Suppose Predict-O-Matic A has access to historical data which suggests Predict-O-Matic B tends to be extremely accurate, or otherwise has reason to believe Predict-O-Matic B is extremely accurate.
Suppose the way Predict-O-Matic A makes predictions is by some process analogous to writing a story about how things will go, evaluating the plausibility of the story, and doing simulated annealing or some other sort of stochastic hill-climbing on its story until the plausibility of its story is maximized.
Suppose that it’s overwhelmingly plausible that at some time in the near future, Important Person is going to walk up to Predict-O-Matic B and ask Predict-O-Matic B for a forecast and make an important decision based on what Predict-O-Matic B says.
Because of point 3, stories which don’t involve a forecast from Predict-O-Matic B will tend to get rejected during the hill-climbing process. And...
Because of point 1, stories which involve an inaccurate forecast from Predict-O-Matic B will tend to get rejected during the hill-climbing process.

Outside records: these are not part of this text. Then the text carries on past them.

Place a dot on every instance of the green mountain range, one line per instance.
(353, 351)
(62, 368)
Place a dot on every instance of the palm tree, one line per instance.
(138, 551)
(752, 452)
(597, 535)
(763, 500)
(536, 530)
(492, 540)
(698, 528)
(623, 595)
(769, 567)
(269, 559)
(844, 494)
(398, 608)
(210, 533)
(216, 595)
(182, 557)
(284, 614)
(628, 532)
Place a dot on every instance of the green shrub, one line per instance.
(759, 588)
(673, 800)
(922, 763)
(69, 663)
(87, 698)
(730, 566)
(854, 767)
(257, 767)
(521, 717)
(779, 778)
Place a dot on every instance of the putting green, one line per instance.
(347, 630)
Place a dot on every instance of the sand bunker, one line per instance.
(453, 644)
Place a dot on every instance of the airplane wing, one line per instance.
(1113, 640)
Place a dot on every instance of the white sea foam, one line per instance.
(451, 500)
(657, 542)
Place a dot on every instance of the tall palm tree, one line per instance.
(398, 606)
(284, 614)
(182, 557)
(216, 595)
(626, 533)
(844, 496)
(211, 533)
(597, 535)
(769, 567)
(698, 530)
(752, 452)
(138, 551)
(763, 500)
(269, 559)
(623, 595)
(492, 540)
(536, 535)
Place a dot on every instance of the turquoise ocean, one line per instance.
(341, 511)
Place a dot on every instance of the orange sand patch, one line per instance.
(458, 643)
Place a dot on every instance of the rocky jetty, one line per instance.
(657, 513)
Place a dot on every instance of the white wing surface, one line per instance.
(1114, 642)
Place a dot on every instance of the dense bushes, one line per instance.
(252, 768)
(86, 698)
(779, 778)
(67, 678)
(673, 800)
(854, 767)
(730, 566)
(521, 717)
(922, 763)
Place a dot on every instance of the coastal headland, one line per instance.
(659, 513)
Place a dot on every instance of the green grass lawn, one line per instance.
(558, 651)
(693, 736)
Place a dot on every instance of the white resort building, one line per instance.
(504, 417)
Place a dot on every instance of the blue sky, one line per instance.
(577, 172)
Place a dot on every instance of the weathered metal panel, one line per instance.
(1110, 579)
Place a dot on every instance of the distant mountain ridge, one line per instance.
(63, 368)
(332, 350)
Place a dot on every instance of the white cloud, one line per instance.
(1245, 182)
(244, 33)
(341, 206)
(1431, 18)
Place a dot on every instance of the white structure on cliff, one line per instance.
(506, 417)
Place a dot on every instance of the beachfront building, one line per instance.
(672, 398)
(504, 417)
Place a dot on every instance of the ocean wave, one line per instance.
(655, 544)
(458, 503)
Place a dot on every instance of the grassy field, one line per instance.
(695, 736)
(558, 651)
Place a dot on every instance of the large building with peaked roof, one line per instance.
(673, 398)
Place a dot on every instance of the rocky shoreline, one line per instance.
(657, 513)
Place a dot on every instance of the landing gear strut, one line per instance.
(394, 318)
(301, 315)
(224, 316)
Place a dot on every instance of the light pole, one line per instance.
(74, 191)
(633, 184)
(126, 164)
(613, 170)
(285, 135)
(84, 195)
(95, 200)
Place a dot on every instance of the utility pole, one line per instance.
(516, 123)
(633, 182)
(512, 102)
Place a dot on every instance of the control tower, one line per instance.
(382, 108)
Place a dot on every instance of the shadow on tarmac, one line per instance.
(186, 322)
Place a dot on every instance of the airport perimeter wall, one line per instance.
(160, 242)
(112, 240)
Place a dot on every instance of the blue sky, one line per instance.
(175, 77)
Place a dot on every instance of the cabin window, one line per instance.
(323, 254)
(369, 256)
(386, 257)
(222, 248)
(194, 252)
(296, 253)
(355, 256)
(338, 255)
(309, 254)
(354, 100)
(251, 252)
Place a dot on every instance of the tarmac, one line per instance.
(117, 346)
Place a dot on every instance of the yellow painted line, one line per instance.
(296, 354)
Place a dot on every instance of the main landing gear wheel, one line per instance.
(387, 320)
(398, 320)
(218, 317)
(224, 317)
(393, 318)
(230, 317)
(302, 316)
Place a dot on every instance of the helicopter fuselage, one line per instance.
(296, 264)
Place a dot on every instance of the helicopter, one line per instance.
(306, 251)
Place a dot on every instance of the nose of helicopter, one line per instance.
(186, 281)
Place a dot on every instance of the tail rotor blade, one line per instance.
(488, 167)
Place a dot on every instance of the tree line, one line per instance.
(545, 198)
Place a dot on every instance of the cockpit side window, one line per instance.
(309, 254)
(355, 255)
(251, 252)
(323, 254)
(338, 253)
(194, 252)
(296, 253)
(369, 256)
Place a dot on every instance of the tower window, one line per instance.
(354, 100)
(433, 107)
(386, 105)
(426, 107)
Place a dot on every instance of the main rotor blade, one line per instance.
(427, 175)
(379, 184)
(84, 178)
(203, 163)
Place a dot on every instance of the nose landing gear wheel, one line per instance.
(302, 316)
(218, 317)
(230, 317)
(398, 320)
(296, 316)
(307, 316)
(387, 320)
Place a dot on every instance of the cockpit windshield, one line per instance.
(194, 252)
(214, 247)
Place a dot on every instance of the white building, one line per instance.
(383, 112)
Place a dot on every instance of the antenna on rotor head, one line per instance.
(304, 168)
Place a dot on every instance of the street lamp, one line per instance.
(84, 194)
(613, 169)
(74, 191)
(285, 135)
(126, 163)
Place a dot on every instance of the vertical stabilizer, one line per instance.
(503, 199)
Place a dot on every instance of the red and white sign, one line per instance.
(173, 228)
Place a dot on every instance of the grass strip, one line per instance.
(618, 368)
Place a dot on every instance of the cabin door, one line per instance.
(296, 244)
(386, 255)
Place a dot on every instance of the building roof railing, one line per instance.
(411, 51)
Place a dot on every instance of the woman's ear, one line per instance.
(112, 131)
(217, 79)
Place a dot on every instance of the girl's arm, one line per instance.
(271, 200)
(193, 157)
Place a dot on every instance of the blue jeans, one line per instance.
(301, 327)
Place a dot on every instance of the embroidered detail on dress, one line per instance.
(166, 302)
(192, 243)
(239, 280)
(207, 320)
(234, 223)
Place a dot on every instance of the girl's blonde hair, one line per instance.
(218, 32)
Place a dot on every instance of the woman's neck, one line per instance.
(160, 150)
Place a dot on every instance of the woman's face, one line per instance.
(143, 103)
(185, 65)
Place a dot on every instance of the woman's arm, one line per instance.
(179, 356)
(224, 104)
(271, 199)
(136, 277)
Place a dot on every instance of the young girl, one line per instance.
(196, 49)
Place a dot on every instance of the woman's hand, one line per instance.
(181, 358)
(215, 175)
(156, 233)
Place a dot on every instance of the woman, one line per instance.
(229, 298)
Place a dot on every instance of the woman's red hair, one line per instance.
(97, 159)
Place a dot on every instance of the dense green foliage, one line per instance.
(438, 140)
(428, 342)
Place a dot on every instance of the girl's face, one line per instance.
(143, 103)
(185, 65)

We will tend to hill-climb our way into having Predict-O-Matic B’s prediction change so it matches what actually happens in the rest of the story.
Because the person in point 3 is important and Predict-O-Matic B’s forecast influences their decision, a change to the part of the story regarding Predict-O-Matic B’s prediction could easily mean the rest is no longer plausible and will benefit from revision.
So now we’ve got a loop in the hill-climbing process where changes in Predict-O-Matic B’s forecast lead to changes in what happens after Predict-O-Matic B’s forecast, and changes in what happens after Predict-O-Matic B’s forecast lead to changes in Predict-O-Matic B’s forecast. It stops when we hit a fixed point.
Now that I’ve written this out, I’m realizing that I don’t think this would happen for sure. I’ve argued both that changing the forecast to match what happens will improve plausibility, and that changing what happens so it’s a plausible result of the forecast will improve plausibility. But if the only way to achieve one is by discarding the other, I guess both tweaks won’t cause improvements to plausibility in general. However, the point remains that a fixed point will be among the most plausible stories available, so any good optimization method will tend to converge on it. (Maybe just simulated annealing, but with a temperature parameter high enough that it finds easy to leap between these kind of semi-plausible stories until it gets a fixed point by chance. Or if we’re doing hill climbing based on local improvements in plausibility instead of considering plausibility when taken as a whole.)
I think the scenario is similar to your P(X) and P(Y) discussion in this post.
It just now occurred to me that you could get a similar effect given certain implementations of beam search. Suppose we’re doing beam search with a beam width of 1 million. For the sake of simplicity, suppose that when Important Person walks up to Predict-O-Matic B and asks their question in A’s sim, each of 1M beam states gets allocated to a different response that Predict-O-Matic B could give. Some of those states lead to “incoherent”, low-probability stories where Predict-O-Matic B’s forecast turns out to be false, and they get pruned. The only states left over are states where Predict-O-Matic B’s prophecy ends up being correct—cases where Predict-O-Matic B made a self-fulfilling prophecy.
Ah, OK, I buy that, thanks. What about the idea of building a system that doesn’t model itself or its past predictions, and asking it questions that don’t entail modeling any other superpredictors? (Like “what’s the likeliest way for a person to find the cure for Alzheimers, if we hypothetically lived in a world with no superpredictors or AGIs?”)
Thanks!
Here’s another attempt at explaining.
Suppose Predict-O-Matic A has access to historical data which suggests Predict-O-Matic B tends to be extremely accurate, or otherwise has reason to believe Predict-O-Matic B is extremely accurate.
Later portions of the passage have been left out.